The book covers two main topics, and tries to integrate them. The
section on quantum mechanics and fundamental particles -- Gell-Mann's
original background -- has some fascinating stuff on the modern "many
alternative histories" interpretation of QM, coarse-graining and
entropy, and the link to the quasi-classical domain. All gripping stuff,
and worth a whole (popular) book of their own. Then the section on Complex
Adaptive Systems -- based on Gell-Mann's more recent work at the Santa Fe
Institute, has lots of equally fascinating insights into evolution,
information, complexity,
chaos, self-organisation, adaptation, and so on. But again, tons of
interesting ideas are each compressed into a sentence or two. The text is
split, under headings, into half-page or one-page fragments, each of which
could usefully be expanded almost to chapter length in order to discuss
fully the points Gell-Mann mentions in passing.
The Afterword, announced as a kind of "executive summary" (so
why wasn't it at the beginning?), compresses further the entire book into
nine breathlessly dense pages. However, I felt that the entire book acted
as an executive summary to the book(s) I really want to read. Gell-Mann
admits that the book "reaches into a large number of areas it cannot
explore thoroughly or in depth" -- indeed, many of those areas are
still subjects of active research -- and that its purpose is "to
stimulate thought and discussion" -- it certainly does that, but a
Further Reading section would have been a welcome addition.

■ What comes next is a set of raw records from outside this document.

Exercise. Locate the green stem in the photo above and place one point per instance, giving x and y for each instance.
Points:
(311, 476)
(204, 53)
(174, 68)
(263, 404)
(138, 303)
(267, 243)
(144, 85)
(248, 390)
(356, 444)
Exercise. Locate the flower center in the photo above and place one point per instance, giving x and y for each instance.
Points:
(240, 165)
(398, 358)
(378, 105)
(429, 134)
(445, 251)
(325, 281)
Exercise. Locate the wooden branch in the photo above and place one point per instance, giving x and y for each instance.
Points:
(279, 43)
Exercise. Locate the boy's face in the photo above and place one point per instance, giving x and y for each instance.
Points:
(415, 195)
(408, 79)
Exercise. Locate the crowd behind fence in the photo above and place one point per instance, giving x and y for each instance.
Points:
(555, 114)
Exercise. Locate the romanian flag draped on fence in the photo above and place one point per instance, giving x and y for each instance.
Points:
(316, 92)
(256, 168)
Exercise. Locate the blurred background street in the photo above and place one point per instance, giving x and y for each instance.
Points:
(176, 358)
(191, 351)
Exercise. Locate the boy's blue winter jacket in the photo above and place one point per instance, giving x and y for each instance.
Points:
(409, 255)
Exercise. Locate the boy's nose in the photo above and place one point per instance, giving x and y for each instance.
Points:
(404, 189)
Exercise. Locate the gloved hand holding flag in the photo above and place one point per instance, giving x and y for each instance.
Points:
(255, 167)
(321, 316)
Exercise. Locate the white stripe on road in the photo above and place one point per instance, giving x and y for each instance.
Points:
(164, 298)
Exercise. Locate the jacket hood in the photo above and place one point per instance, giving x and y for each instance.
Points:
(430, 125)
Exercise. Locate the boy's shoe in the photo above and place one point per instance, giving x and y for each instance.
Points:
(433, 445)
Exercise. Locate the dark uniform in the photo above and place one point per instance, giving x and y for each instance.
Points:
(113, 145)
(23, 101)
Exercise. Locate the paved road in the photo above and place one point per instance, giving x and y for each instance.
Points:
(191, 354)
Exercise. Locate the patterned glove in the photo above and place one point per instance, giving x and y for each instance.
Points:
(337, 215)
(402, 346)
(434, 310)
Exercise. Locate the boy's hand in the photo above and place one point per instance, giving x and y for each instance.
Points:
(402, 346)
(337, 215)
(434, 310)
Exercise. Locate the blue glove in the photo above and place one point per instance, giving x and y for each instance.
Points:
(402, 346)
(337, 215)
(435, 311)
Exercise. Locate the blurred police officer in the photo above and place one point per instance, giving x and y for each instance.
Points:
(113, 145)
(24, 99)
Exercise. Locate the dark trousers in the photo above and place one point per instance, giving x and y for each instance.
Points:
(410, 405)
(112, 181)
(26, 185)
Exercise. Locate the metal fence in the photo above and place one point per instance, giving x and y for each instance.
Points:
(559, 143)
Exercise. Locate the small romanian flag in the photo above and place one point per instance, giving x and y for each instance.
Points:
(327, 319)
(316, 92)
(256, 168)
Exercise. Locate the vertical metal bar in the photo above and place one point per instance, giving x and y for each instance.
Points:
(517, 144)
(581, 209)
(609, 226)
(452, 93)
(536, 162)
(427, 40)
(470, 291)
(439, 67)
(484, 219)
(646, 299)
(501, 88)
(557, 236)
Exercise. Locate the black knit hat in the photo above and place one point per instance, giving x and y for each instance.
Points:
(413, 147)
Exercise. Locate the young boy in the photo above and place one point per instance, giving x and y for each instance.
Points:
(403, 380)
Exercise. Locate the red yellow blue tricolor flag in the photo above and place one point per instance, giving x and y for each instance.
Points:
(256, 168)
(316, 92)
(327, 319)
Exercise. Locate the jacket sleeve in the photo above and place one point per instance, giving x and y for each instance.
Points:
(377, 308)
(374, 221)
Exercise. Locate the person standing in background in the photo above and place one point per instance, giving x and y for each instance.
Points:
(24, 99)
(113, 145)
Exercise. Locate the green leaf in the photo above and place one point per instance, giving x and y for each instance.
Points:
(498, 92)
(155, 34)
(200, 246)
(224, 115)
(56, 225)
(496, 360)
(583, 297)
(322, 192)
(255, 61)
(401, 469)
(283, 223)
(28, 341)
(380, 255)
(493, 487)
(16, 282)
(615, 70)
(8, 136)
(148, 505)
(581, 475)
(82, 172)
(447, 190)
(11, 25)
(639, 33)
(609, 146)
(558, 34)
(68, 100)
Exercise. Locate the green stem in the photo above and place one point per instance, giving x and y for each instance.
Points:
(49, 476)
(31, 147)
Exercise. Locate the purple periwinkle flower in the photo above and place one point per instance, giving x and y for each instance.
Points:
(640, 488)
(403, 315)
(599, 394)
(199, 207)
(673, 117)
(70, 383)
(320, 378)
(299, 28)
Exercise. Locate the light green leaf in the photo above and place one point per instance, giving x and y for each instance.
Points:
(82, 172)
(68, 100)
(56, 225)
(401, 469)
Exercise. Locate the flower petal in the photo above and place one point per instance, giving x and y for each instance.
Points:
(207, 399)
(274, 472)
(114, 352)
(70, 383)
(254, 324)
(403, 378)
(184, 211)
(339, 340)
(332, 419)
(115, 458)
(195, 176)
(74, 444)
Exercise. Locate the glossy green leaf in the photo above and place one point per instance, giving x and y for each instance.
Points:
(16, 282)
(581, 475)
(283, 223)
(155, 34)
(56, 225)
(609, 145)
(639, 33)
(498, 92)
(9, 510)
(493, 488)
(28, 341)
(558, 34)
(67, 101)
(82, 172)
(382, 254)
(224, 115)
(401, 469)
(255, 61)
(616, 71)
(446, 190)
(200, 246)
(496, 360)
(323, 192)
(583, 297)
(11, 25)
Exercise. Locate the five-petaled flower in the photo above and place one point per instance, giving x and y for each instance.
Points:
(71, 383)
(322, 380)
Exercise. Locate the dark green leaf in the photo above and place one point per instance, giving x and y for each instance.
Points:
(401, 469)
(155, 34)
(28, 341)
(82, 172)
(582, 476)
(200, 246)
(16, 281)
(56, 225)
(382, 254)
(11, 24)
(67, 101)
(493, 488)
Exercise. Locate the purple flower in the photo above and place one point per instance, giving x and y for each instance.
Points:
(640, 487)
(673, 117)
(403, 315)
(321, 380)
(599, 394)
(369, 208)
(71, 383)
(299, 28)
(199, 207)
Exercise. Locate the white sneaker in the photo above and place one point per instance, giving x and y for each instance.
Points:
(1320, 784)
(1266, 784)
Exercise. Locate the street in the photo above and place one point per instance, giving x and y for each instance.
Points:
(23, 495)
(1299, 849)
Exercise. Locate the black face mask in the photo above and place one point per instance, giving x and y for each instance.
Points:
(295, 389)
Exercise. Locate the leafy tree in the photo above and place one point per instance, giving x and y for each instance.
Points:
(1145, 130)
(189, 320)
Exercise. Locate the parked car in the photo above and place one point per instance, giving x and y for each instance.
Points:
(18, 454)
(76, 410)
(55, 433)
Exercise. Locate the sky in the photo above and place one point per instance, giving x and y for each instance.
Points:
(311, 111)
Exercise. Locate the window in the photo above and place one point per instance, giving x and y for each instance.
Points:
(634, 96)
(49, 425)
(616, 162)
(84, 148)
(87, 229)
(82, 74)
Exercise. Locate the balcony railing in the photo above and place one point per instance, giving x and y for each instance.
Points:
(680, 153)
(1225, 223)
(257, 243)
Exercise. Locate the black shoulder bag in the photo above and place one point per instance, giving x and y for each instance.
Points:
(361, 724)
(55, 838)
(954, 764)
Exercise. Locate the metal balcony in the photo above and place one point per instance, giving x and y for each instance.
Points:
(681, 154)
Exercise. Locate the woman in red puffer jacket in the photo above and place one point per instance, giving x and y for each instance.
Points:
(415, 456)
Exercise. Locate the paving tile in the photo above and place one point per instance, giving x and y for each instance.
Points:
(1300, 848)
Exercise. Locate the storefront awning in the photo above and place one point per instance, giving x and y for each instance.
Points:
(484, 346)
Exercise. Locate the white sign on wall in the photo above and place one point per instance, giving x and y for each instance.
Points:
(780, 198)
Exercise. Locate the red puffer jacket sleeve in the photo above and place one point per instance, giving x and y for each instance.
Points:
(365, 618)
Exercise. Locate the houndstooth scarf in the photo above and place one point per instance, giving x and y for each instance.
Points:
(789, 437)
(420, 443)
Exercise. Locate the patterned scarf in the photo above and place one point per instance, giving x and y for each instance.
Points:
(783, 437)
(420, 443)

in general ... the behaviour of highly
complex nonlinear systems may exhibit simplicity, but simplicity that is
typically emergent and not obvious at the outset
Contents includes:
- Kinds of complexity
- computational complexity -- how the time taken for a
computer program to run varies with the size of the problem
- algorithmic information content -- (Greg
Chaitin) how much a bit stream can be compressed -- the
minimum length of a description of the string (so at a maximum when
the string is its own minimum description, that is, incompressible,
or random)
- effective complexity -- (a system has a regular and a
random component) the length of the description used to describe the
regularities -- hence completely regular and completely random
systems both have very small effective complexity
- depth -- (Charles Bennett) how laborious it is to go from
the highly compressed description to a fully-unwound description of
a system (which is why we tend to use less-deep, partially-unwound,
more efficient descriptions -- we don't always go back to "first
principles")
- crypticity -- (Charles Bennett) how laborious it is to go
from a fully-unwound description to a highly compressed description
of a system
- Kinds of randomness
- incompressible: a random bit string is incompressible --
it has maximum algorithmic information content
- stochastic: produced by a chance process, such as tossing
a fair coin -- most stochastic streams will be random(1)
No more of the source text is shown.